La memoria dei panorami anfrattuosi del suo paese è sempre più presente, oggi, in una forma di trasformazione attiva, che ama servirsi di materiali organici e naturali, come pigmenti derivati da minerali e piante, oli essenziali e cotone grezzo. Una scelta che non ha a che fare solo con l’estetica, ma con l’etica del rispetto della sostenibilità ecologica, della responsabilità ambientale, dell’attenzione che si deve a tutta la creazione di cui l’uomo è solo un’infima parte.
Luisa Lanarca
di Giovanna Dalla Chiesa
Tessere appartiene alla capacità più articolata del pensiero dell’uomo, al suo destino che non è di separazione, ma di integrazione fra le parti che la natura ha previsto doppie per lui – braccia, gambe, occhi, narici, orecchie e soprattutto i due emisferi cerebrali – per stabilire quella relazione da cui dovrà scaturire una nuova creatura, un’opera che a mano a mano disegnerà anche il suo destino.
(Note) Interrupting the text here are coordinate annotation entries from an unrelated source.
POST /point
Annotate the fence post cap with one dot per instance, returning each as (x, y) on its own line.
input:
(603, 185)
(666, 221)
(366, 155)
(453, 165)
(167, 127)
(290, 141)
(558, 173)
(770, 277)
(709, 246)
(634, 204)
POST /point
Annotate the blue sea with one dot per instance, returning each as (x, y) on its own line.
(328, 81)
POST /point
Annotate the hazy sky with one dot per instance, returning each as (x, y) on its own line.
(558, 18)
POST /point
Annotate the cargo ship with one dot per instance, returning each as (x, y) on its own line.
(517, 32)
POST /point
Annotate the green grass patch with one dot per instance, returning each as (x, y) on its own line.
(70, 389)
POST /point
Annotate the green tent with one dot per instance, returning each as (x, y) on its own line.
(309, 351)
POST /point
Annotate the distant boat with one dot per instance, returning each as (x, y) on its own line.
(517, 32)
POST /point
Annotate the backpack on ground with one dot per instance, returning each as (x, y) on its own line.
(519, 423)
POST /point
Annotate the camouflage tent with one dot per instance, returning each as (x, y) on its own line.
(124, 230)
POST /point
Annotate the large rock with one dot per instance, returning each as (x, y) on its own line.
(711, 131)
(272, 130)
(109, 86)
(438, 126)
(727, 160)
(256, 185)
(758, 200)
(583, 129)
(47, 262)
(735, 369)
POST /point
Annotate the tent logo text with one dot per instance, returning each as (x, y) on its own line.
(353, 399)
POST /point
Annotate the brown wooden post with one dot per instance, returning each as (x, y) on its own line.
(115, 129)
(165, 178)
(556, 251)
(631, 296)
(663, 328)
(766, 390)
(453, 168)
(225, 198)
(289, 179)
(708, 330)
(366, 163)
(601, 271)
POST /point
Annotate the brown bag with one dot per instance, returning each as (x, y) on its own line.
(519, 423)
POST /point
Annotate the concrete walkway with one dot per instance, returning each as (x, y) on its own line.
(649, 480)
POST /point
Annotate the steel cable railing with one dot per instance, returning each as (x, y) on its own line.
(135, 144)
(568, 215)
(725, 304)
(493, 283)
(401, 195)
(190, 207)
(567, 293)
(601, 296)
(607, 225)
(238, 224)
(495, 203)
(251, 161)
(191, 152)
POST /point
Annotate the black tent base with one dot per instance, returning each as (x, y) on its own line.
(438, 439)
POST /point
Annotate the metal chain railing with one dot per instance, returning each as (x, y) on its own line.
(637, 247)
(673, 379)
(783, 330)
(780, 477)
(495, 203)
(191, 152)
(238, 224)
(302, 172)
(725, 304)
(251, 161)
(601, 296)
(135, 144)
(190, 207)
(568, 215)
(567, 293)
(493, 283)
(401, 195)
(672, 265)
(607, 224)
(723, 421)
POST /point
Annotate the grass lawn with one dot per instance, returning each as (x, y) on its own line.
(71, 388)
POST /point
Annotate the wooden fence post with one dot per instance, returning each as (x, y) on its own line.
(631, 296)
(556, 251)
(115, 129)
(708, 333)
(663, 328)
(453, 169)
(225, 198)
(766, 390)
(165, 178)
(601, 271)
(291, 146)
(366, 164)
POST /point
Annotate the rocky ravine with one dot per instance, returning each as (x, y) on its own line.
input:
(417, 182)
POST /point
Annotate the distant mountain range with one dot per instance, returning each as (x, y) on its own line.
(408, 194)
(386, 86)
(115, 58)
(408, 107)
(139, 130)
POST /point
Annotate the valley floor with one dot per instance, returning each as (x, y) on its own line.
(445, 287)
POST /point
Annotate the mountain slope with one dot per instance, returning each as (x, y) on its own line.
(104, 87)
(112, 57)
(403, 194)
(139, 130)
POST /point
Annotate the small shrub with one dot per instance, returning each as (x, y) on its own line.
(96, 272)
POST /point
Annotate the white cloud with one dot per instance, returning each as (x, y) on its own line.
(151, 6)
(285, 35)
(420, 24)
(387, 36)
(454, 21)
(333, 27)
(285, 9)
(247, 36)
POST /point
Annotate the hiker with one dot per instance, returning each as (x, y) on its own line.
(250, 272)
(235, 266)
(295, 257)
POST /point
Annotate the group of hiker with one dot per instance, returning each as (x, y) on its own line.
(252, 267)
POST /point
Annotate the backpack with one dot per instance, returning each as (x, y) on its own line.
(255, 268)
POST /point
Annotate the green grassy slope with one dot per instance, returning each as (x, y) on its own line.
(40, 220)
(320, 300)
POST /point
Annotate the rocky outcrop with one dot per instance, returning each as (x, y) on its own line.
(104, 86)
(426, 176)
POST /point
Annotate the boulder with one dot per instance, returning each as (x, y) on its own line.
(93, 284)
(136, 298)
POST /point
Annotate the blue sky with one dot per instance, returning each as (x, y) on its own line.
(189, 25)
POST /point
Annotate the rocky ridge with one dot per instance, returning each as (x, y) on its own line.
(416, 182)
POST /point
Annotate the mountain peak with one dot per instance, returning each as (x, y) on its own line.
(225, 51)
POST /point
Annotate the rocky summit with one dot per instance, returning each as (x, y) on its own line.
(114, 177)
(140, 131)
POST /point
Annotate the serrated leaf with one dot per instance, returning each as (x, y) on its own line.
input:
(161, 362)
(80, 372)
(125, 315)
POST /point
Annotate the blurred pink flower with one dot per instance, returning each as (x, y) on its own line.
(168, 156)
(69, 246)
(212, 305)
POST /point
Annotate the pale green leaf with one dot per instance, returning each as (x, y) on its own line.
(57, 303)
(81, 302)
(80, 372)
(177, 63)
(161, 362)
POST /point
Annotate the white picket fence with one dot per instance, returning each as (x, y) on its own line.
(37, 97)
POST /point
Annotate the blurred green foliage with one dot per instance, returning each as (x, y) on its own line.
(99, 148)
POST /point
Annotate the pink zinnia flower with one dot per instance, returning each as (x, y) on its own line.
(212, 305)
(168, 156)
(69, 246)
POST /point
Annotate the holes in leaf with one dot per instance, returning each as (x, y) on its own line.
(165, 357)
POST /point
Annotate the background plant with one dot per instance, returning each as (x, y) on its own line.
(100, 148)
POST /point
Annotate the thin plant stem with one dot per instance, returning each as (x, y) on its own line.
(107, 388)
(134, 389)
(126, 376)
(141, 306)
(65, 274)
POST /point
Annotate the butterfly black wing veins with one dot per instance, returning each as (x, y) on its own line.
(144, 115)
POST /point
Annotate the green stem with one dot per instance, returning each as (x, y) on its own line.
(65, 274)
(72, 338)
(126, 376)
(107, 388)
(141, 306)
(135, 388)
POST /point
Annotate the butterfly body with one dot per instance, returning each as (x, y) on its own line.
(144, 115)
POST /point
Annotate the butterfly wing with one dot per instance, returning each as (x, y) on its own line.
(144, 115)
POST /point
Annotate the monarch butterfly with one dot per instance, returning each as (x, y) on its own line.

Luisa Lanarca non è di quelli che arrivano oggi alla tessitura, ma al contrario che dalla tessitura è partita subito e con maestri importanti, come Laura Marcucci Cambellotti e il suo Laboratorio Tessile. Ciò che rende piuttosto eccezionale il suo percorso è l’uso speculativo sul piano psicologico che ne ha fatto, grazie agli approfondimenti di Percezione Visiva e di Gestalt, appresi alla Scuola di Luigi Veronesi a Milano.
Diversamente da altri, la tessitura ha permesso a Luisa Lanarca, nel suo specifico percorso, quella conoscenza del sé che coincide con la messa a fuoco della propria identità e, nello stesso tempo, un approdo al linguaggio che trova nella poesia, la sua liberazione, emozione e pienezza. L’intreccio fra ragione e sentimento, fra eros e psiche, non può trovare il proprio esito, secondo l’artista, che in una sintesi di quella laboriosità che assomiglia a una silenziosa preghiera, con una luce che attraversa ogni confine, come la parola poetica, e in particolare, come quella di Emily Dickinson, capace di dar voce al suo silenzio.